In Python with scikit-learn, the code is three lines: create the model object, call fit(X_train, y_train), then call predict(X_test). Under the hood, scikit-learn uses the closed-form solution for small datasets and gradient descent for larger ones.

For very large datasets (millions of rows) or when regularization is needed, gradient descent is more practical than the closed-form solution. Gradient descent iteratively adjusts the weights in the direction that reduces the loss function, converging on the optimal values over many iterations.

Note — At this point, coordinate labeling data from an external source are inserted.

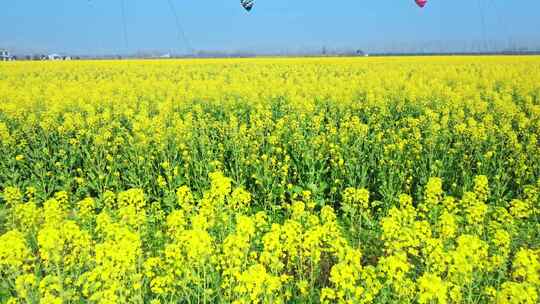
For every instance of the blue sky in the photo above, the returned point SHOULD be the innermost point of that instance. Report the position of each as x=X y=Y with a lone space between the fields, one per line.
x=95 y=26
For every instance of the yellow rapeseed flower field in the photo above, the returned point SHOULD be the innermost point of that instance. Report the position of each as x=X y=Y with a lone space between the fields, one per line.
x=310 y=180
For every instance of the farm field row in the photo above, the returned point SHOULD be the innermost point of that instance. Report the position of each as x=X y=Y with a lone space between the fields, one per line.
x=271 y=180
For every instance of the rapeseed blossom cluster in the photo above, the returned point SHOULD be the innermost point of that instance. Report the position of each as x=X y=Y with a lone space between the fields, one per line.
x=320 y=180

Step 4: Evaluate the Results

R-squared (R2) measures the proportion of variance in the target explained by the model. R2 = 0.85 means the model explains 85% of the variation in prices. R2 = 1.0 would be a perfect fit (suspicious, likely overfitting). R2 = 0.0 means the model does no better than simply predicting the average. R2 can be negative, meaning the model is worse than the average.

RMSE (root mean squared error) gives the average prediction error in the same units as the target. RMSE = $25,000 for a house price model means predictions are off by about $25,000 on average. RMSE penalizes large errors more heavily than small ones because of the squaring.

MAE (mean absolute error) is the average absolute prediction error. It is less sensitive to outliers than RMSE. If a few predictions are wildly off but most are close, MAE will be lower than RMSE.

Residual plots are the most informative diagnostic. Plot predicted values on the x-axis and residuals on the y-axis. A good model produces a random cloud of points centered at zero. Patterns in the residuals (curves, funnels, clusters) indicate model problems: nonlinearity, heteroscedasticity, or missing features.

Step 5: Interpret and Validate

Each coefficient has a direct interpretation: it is the expected change in the target for a one-unit increase in that feature, holding all other features constant. If the square footage coefficient is 150, each additional square foot is associated with a $150 increase in price, all else being equal.

Check the statistical significance of each coefficient. The p-value tests whether the coefficient is significantly different from zero. Coefficients with p-values above 0.05 may not be reliably different from zero and might not belong in the model.

Validate on held-out data. The metrics on your training set are optimistic because the model was fit to that data. Calculate R2, RMSE, and MAE on a test set the model has never seen. If test performance is much worse than training performance, the model is overfitting. If both are poor, the model is underfitting.

Consider regularization if the model overfits. Ridge regression (L2 regularization) adds a penalty proportional to the squared magnitude of the weights, shrinking them toward zero. Lasso regression (L1 regularization) can shrink some weights all the way to zero, effectively performing feature selection. Elastic net combines both.

Key Takeaway

Linear regression finds the line of best fit by minimizing squared errors. The process involves data preparation, assumption checking, model fitting via OLS or gradient descent, evaluation with R2 and RMSE, and validation on held-out data. Start every regression problem with linear regression as a baseline before trying more complex approaches.